You are on page 1of 10

ATTORNEYS AND COUNSELORS AT LAW

CenterPointe Building 12935 SW Bayshore Drive Suite 370B Traverse City, Michigan 49684, www.ckcookelaw.com Phone: 231-922-7420 Fax: 231-922-7430

Christopher K. Cooke
chris@cookemail.com November 11, 2013 Mr. Edgar Roy III Kuhn, Darling, Boyd and Quandt, PLC 412 S. Union Street Traverse City, MI 49685-0987 Re: Your letter of November 1 Dear Mr. Roy: Preliminary Respectfully, I would like to address a few of these issues in a narrative fashion as I think it is easier explained and understood in that fashion. Thereafter, I will strive to answer your specific questions. I would like to begin my response by noting that Mr. Vandussen has filed a lawsuit against my client where a number of accusations of impropriety are being made. Additionally, at the Benzie County Board meeting of September 24th, after Mr. Vandussen was given a special 15 minute audience with the Board, there was discussion around the table of a possible referral to the Michigan State Police for an investigation of alleged violations of the Open Meetings Act.
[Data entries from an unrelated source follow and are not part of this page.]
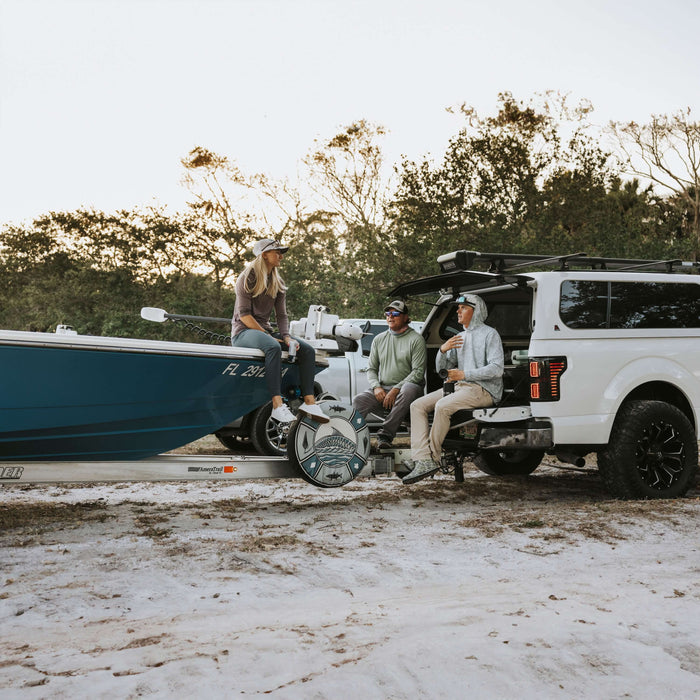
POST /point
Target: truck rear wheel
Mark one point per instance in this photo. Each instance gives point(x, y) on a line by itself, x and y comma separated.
point(652, 452)
point(508, 462)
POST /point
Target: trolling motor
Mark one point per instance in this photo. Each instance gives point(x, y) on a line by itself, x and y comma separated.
point(325, 331)
point(322, 330)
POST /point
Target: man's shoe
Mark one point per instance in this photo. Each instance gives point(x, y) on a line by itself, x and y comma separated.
point(314, 412)
point(405, 468)
point(423, 469)
point(283, 414)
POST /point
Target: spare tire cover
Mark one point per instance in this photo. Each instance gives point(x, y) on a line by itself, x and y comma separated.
point(330, 454)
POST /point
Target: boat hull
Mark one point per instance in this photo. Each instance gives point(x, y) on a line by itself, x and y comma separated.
point(82, 398)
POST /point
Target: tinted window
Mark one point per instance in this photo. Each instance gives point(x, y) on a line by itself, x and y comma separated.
point(510, 320)
point(584, 304)
point(630, 304)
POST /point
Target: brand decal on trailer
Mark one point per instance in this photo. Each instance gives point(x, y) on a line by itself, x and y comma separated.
point(333, 453)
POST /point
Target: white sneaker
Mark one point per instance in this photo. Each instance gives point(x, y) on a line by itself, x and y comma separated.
point(423, 468)
point(314, 412)
point(282, 414)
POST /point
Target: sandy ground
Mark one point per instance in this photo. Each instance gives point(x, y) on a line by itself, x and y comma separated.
point(536, 587)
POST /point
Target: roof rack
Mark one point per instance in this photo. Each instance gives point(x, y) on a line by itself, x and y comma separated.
point(501, 263)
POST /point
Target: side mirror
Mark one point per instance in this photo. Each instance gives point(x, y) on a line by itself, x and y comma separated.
point(150, 313)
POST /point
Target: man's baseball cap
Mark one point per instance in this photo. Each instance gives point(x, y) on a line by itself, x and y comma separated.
point(397, 305)
point(467, 299)
point(266, 244)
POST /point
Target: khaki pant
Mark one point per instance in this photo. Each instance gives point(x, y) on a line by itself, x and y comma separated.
point(428, 444)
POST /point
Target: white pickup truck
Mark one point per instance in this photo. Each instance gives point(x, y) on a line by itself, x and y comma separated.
point(345, 377)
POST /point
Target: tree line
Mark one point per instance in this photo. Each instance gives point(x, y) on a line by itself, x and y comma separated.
point(535, 177)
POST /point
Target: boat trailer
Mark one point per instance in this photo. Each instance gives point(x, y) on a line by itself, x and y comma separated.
point(173, 467)
point(324, 454)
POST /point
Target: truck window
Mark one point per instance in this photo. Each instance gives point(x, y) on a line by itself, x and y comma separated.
point(627, 305)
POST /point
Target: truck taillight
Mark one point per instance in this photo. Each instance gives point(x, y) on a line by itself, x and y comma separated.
point(544, 377)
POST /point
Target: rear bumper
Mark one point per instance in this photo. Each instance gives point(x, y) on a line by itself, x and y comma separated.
point(531, 434)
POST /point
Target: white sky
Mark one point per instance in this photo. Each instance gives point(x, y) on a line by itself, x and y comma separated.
point(99, 99)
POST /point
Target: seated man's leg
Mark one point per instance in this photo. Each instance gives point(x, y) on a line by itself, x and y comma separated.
point(420, 408)
point(366, 402)
point(465, 396)
point(407, 395)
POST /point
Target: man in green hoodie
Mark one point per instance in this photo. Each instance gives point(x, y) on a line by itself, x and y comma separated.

Over this backdrop you have asked for detailed information about the case and for specific responses to allegations made by Mr. Vandussen. I do find it highly unusual that the County Board would ask for these responses, at this time, in light of the above. We are early on in the case and I have an ethical obligation to zealously represent my client and not to betray client confidences. I also am sensitive to the interests of the Benzie Board of Commissioners and wish to accommodate. Thus, I have been placed in a rather precarious position as defense counsel, not wishing to disclose the strategy of my defense, but, also hoping to alleviate the concerns of the Benzie County Board.

As I mentioned, during my three minute speaking opportunity before the Benzie County Board on September 24th, it is easy to be swayed by a one-sided presentation without hearing a full response by the opposite side. I hope I have the ability, given the ethical constraints imposed on me, to convince the Benzie County Board to allow this matter to play out in the Circuit Court where all sides will have a full opportunity to be heard according to the rules. One more preliminary matter and that is a note as to bias. Mr. Vandussen did not pay attention to the workings of the Benzie Transportation Authority until it became clear that the Executive Director, Susan Miller was not meeting the expectations of the Board. He then appeared at the September 10, 2013 meeting where he video recorded the Boards vote on the motion re: Executive Directors contract. Curiously, he was not present and did not record the August 19th meeting when the Board, openly discussed concerns and shortfalls in Ms. Millers performance as Executive Director of the agency. Mr. Vandussen has described his relationship with Ms. Miller as his step mother. He is clearly acting with a vindictive animus in this lawsuit and his related actions. This has been proven out in his later actions at Board meetings where he has openly interrupted meetings, yelled out from his seat, circulated documents to Board members, talked out of turn, refused to conform his actions to the rules on public speaking and surreptitiously recorded the start of a closed session Board meeting where his lawsuit against the Board was the topic of discussion. Thereafter, he charged into the closed session meeting to demand his recorder and when the recording of the meeting would not be turned over to him, called the Sheriffs department. The Sheriff Department confiscated his recording device. Suffice it to say that his actions delayed the work before the Board for over an hour. These actions caused the Board to issue a warning letter to him (Ex A) and to file a criminal complaint for eavesdropping. These actions are highly counterproductive to the Boards obligation to oversee the functioning of the Agency and are only intended to harass and intimidate the members. Frankly, I view his lawsuit and his September 24th presentation before the Benzie County Board which lead to your inquiry as more of the same.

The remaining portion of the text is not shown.